Custom Steps

The Yeast library contains a number of different Steps but you might need to define your own operations using CustomStep:

class yeast.steps.CustomStep(to_prepare=None, to_bake=None, to_validate=None, role='all')

Custom Step was designed to extend all the power of Yeast Pipelines and cover all scenarios where the Yeast steps are not adequate. You might need to define your own operations. You could define your custom transformations, business rules or extend to third-party libraries. The usage is quite straightforward and designed to avoid spending too much time on the implementation. It expects between 1 and 3 arguments, all functions and optional:

  • to_validate(step, df)
  • to_prepare(step, df): returns df
  • to_bake(step, df): returns df

Please notice that to_prepare and to_bake must return a DataFrame to continue the pipeline execution in further steps.
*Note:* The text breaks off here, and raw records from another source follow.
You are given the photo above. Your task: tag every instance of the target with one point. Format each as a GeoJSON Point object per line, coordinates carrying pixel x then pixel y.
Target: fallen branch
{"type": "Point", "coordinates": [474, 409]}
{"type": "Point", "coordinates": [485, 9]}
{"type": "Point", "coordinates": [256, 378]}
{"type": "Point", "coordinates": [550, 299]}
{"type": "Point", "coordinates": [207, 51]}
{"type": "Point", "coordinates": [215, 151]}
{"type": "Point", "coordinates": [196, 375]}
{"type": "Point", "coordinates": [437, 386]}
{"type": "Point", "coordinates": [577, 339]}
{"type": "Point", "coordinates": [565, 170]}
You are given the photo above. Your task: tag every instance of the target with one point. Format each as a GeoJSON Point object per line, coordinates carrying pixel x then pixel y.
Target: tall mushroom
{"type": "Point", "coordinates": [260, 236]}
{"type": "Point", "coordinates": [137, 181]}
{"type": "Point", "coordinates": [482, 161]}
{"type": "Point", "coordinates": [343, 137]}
CustomStep enables you to structure and document your code and business rules in Steps that could be shared across Recipes.

Parameters:

  • to_validate: perform validations on the data. Raise YeastValidationError on a problem.
  • to_prepare: prepare the step before bake, like train or calculate aggregations.
  • to_bake: execute the bake (processing). This is the core method.
  • role: String name of the role to control baking flows on new data. Default: all.

Inline Usage:

recipe = Recipe([
    # Custom Business Rules:
    CustomStep(to_bake=lambda step, df: df['sales'].fillna(0))
])

Custom rules:

def my_bake(step, df):
    # Calculate total sales or anything you need:
    df['total_sales'] = df['sales'] + df['fees']
    return df

recipe = Recipe([
    # Custom Business Rules:
    CustomStep(to_bake=my_bake)
])

Custom Checks and Validations:

def my_validate(step, df):
    if 'sales' not in df.columns:
        raise YeastValidationError('sales column not found')
    if 'fees' not in df.columns:
        raise YeastValidationError('fees colum not found')

recipe = Recipe([
    CustomStep(to_validate=my_validate, to_bake=my_bake)
])

Define the Estimation/Preparation procedure:

def my_preparation(step, df):
    step.mean_sales = df['sales'].mean()

def my_bake(step, df):
    df['sales_deviation'] = df['sales'] - step.mean_sales
    return df

recipe = Recipe([
    CustomStep(to_prepare=my_preparation, to_bake=my_bake)
])

Creating a custom step inheriting from CustomStep:

class MyCustomStep(CustomStep):

    def do_validate(self, df):
        # Some validations that could raise YeastValidationError
        pass

    def do_prepare(self, df):
        # Prepare the step if needed
        return df

    def do_bake(self, df):
        # Logic to process the df
        return df
recipe = Recipe([
    MyCustomStep()
])

Raises:

  • YeastValidationError: if any of the parameters is defined but not callable.